This project applies the Deep Q Learning algorithm to teach your computer how to play flappy bird:)
git clone https://github.com/HaotianMXu/Play-Flappy-Bird-via-Deep-Reinforcement-Learning.git
cd DeepLearningFlappyBird
python deep_q_network.py
Set TRAINING_MODE as True at Line 10 in deep_q_network.py
- Convert each frame to grayscale
- Resize to 80x80
- Stack every four frames to produce an 80x80x4 input array for network
This network contains three convolution and max pooling layers and two fully connected layers:
The first convolution layer applies 32 8x8 kernels with stride=4. The output is then put through a 2x2 max pooling layer. The second convolution layer carries 64 4x4 kernels with stride=2. A 2x2 max pooling layer is followed. The third convolution layer convolves with 64 3x3 kernels with stride=1. Then the output is passed through another 2x2 max pooling layer. At last, two fully connected layers with 256 hidden nodes are applied before making the final decision.
The final output layer has the same dimensionality as the number of valid actions which can be performed in the game, where the first node corresponds to doing nothing and the second corresponds to flying up in our case. This output layer represents Q function given the input state for each valid action. At each frame, the network chooses action with the highest Q value. ϵ greedy policy is utilized to balance exploration and exploitation.
For convolution filters, I initialize all weights randomly using a normal distribution with standard deviation=0.01. The max size of replay memory is set as 50k, while the memory is generated by choosing actions uniformly for the first 10k time steps without updating the network weights. This allows the system to populate the replay memory before training begins.
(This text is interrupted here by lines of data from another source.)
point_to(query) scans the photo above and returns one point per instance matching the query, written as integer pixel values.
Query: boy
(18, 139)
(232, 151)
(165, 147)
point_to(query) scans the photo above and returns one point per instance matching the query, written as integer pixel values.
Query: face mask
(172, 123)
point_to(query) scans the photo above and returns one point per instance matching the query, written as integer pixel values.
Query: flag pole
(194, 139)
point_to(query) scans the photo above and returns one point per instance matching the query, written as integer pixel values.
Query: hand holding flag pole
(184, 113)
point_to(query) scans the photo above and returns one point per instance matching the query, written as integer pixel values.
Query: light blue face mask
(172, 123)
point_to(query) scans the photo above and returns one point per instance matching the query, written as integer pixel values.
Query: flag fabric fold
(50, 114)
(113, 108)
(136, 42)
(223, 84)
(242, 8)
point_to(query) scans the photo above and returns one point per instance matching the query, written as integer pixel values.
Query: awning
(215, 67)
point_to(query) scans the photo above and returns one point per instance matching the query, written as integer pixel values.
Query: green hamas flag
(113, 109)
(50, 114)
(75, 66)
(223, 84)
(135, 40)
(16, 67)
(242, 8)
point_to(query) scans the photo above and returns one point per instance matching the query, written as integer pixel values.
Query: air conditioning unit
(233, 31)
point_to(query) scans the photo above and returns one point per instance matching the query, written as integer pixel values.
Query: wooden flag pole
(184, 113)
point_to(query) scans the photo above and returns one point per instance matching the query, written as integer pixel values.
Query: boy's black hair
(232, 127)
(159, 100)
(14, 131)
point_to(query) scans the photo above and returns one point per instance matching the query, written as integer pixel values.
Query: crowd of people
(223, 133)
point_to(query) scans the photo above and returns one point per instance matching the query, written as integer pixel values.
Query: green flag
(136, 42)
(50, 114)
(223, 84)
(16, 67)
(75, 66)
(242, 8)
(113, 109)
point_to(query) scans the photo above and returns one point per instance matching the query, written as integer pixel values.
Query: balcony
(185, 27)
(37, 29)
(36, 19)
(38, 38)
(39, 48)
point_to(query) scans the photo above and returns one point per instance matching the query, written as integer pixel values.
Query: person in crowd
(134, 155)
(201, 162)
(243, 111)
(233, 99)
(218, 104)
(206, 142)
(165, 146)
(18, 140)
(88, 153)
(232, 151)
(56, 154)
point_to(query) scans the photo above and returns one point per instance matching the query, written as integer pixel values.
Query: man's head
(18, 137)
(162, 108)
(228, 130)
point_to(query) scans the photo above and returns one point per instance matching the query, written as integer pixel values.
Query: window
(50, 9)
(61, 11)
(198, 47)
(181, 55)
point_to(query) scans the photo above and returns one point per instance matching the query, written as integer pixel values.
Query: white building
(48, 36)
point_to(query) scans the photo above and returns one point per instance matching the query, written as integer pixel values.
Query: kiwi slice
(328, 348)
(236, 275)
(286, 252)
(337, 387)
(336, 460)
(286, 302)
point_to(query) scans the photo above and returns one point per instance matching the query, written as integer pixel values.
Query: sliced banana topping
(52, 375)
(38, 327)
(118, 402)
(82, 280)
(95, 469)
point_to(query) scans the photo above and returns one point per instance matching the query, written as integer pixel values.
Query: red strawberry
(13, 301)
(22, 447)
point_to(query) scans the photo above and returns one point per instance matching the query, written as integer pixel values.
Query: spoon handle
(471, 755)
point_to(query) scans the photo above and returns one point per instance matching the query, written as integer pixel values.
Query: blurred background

For the ϵ greedy algorithm, I linearly anneal ϵ from 0.1 to 0.0001 during the next 3000k frames which means that the model has probability 0.1 to select a random action at the beginning and probability 0.0001 at the end. It is reasonable to start from a large ϵ because the model is not reliable at the beginning and needs more exploration.
At each time step, the network samples minibatches from the replay memory for training, and updates weights using the Adam optimization algorithm with a learning rate of 1e-6. After annealing finishes, the network continues to train with ϵ fixed at 0.0001.
This work is adapted from Lin's code.